Towards Model Extraction Attacks in GAN-Based Image Translation via Domain Shift Mitigation
Di Mi, Yanjun Zhang, Leo Yu Zhang, Shengshan Hu, Qi Zhong, Haizhuan Yuan, Shirui Pan

TL;DR
This paper explores model extraction attacks on GAN-based image translation models, proposing a novel domain shift mitigation method that significantly improves attack effectiveness and reveals vulnerabilities in real-world APIs.
Contribution
It introduces a new regularization technique to enhance model extraction attacks on I2IT models by addressing domain shift issues, a challenge not previously tackled.
Findings
The proposed method outperforms baseline attacks across multiple metrics.
Real-world I2IT APIs are highly vulnerable to the new attack.

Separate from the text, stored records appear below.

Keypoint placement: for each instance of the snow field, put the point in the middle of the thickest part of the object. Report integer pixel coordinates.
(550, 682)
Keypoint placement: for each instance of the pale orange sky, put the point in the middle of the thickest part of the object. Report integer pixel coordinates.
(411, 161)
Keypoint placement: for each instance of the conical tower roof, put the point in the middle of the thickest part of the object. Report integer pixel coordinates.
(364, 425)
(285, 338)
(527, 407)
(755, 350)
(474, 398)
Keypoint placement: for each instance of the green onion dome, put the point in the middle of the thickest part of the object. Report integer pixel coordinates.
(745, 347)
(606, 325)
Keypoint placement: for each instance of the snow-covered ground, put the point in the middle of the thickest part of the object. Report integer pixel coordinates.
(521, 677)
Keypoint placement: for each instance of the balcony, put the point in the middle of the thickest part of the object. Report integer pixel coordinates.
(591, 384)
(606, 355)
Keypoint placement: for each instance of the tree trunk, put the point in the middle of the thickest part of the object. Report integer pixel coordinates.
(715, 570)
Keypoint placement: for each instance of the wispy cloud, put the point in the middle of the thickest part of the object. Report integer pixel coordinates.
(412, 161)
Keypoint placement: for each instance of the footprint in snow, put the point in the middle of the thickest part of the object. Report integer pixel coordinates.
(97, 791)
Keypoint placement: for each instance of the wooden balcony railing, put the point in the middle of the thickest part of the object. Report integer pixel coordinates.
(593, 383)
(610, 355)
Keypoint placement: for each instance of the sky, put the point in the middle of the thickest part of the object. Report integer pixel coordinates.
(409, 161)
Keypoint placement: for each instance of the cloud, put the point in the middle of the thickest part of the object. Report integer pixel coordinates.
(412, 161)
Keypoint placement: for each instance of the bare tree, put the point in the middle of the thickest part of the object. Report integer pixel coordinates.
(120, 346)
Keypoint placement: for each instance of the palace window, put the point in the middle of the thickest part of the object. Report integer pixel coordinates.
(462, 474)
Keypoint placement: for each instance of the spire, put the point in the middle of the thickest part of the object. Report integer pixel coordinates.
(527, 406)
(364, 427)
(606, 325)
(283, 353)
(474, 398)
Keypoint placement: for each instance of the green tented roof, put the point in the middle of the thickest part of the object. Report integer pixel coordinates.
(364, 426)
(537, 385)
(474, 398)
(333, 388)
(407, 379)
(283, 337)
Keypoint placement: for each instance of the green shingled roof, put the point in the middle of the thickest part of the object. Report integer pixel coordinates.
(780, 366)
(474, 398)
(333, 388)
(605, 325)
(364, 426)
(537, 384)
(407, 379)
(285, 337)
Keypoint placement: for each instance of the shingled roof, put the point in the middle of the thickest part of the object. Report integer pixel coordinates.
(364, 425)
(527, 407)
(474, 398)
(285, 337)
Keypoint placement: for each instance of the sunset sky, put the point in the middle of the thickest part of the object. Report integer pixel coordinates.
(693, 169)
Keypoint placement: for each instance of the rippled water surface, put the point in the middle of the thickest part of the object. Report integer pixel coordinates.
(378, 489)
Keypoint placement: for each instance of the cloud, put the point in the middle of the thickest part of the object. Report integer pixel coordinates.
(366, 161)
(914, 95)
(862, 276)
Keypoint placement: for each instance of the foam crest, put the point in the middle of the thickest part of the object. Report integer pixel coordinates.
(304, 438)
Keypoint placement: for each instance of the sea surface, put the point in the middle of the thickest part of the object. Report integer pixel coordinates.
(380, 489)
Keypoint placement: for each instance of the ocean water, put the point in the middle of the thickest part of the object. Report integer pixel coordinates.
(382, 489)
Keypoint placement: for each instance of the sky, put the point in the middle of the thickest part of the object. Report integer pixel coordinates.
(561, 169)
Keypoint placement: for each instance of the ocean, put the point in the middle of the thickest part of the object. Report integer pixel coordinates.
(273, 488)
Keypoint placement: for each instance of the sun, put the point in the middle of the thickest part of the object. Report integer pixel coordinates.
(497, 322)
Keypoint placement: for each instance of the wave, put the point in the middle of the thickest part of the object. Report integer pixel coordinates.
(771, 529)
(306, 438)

Mitigation of domain shift improves attack success rate.
Abstract
Model extraction attacks (MEAs) enable an attacker to replicate the functionality of a victim deep neural network (DNN) model by only querying its API service remotely, posing a severe threat to the security and integrity of pay-per-query DNN-based services. Although the majority of current research on MEAs has primarily concentrated on neural classifiers, there is a growing prevalence of image-to-image translation (I2IT) tasks in our everyday activities. However, techniques developed for MEA of DNN classifiers cannot be directly transferred to the case of I2IT, rendering the vulnerability of I2IT models to MEA attacks often underestimated. This paper unveils the threat of MEA in I2IT tasks from a new perspective. Diverging from the traditional approach of bridging the distribution gap between attacker queries and victim training samples, we opt to mitigate the effect caused by the…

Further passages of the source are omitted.